Researchers from top AI labs including Google, OpenAI, and Anthropic warn they may be losing the ability to understand advanced AI models

AI researchers from top labs are raising alarms that they may soon lose the ability to understand how advanced AI reasoning models make decisions.

In a position paper released last week, 40 researchers—including experts from OpenAI, Google DeepMind, Meta, Anthropic, and xAI—called for deeper investigation into the “chain-of-thought” (CoT) reasoning process used in cutting-edge models like OpenAI’s o1 and DeepSeek’s R1. This method allows AI systems to “think” in human language, giving researchers a window into the steps behind the model’s answers and actions.

The authors argue that this kind of visibility could serve as a valuable AI safety tool, helping spot harmful or deceptive behavior.

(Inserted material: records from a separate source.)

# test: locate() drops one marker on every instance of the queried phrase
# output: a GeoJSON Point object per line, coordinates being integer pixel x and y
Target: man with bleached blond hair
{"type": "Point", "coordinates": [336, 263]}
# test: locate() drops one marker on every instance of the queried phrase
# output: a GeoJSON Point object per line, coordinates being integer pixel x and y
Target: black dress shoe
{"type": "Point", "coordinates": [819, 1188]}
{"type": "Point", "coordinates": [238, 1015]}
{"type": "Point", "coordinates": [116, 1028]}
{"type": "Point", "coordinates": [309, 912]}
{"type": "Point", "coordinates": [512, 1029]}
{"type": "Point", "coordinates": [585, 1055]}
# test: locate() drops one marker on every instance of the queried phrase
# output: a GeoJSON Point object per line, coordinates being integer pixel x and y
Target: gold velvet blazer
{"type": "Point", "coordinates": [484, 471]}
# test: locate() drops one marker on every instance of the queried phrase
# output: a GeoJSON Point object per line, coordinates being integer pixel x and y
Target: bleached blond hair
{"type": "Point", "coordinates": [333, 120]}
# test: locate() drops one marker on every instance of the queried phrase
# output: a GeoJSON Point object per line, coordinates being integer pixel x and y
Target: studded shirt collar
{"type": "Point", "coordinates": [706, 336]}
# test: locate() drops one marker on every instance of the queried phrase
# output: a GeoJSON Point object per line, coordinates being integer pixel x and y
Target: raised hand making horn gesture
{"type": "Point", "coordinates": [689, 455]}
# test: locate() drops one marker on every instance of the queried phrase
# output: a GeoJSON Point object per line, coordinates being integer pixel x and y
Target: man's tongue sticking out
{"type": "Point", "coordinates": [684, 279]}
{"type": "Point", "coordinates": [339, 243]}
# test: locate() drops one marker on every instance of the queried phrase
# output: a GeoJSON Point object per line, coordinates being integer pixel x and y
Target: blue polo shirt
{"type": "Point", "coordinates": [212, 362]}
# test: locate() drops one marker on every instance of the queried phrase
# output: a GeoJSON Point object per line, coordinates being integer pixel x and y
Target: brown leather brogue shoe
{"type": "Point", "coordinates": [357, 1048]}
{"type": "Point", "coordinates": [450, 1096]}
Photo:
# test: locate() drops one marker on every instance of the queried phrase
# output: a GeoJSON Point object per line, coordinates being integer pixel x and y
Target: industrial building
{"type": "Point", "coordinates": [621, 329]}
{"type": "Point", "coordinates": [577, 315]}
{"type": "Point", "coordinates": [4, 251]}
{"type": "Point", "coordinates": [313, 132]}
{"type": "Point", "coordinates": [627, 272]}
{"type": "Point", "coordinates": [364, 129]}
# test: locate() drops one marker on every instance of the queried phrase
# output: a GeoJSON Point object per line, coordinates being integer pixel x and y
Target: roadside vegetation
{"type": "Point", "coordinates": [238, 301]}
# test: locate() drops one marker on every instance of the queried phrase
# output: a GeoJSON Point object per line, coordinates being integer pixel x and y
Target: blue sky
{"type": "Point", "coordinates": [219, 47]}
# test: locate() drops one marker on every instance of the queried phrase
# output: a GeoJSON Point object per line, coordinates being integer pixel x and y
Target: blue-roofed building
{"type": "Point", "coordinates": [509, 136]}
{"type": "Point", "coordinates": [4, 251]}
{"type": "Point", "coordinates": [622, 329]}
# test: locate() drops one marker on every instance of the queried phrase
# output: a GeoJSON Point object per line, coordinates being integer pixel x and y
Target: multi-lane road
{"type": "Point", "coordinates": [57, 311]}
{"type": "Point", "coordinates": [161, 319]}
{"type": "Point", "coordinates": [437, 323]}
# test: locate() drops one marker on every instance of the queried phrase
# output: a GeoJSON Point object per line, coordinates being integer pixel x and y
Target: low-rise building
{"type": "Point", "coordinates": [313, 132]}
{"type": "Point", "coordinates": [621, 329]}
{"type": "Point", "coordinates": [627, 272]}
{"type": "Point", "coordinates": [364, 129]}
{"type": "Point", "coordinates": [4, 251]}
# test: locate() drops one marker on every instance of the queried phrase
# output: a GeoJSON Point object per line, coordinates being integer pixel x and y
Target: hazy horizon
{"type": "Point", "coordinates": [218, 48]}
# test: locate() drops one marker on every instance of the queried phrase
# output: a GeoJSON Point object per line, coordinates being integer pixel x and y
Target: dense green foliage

But they warn that this transparency isn’t guaranteed to last as models evolve, and that researchers still don’t fully understand why these models use CoT—or whether they’ll continue to do so.

“Like all other known AI oversight methods, CoT monitoring is imperfect and allows some misbehavior to go unnoticed,” the paper states. “Nevertheless, it shows promise.” The authors recommend urgent investment in CoT research and tools to monitor it, warning that losing this traceability would leave AI behavior harder to predict and control.

The paper has been endorsed by major AI figures, including OpenAI co-founder Ilya Sutskever and deep learning pioneer Geoffrey Hinton.

Reasoning models—designed to mimic human decision-making, logic, and problem-solving—are now seen as key to AI’s next breakthroughs. OpenAI debuted o1, the first public AI reasoning model, in September 2024, with rivals like xAI and Google quickly entering the race. But as these models grow more powerful, researchers are struggling to keep up with how they actually work—and whether they can be trusted. Some early findings suggest they may even mislead users through their reasoning chains, intentionally or not.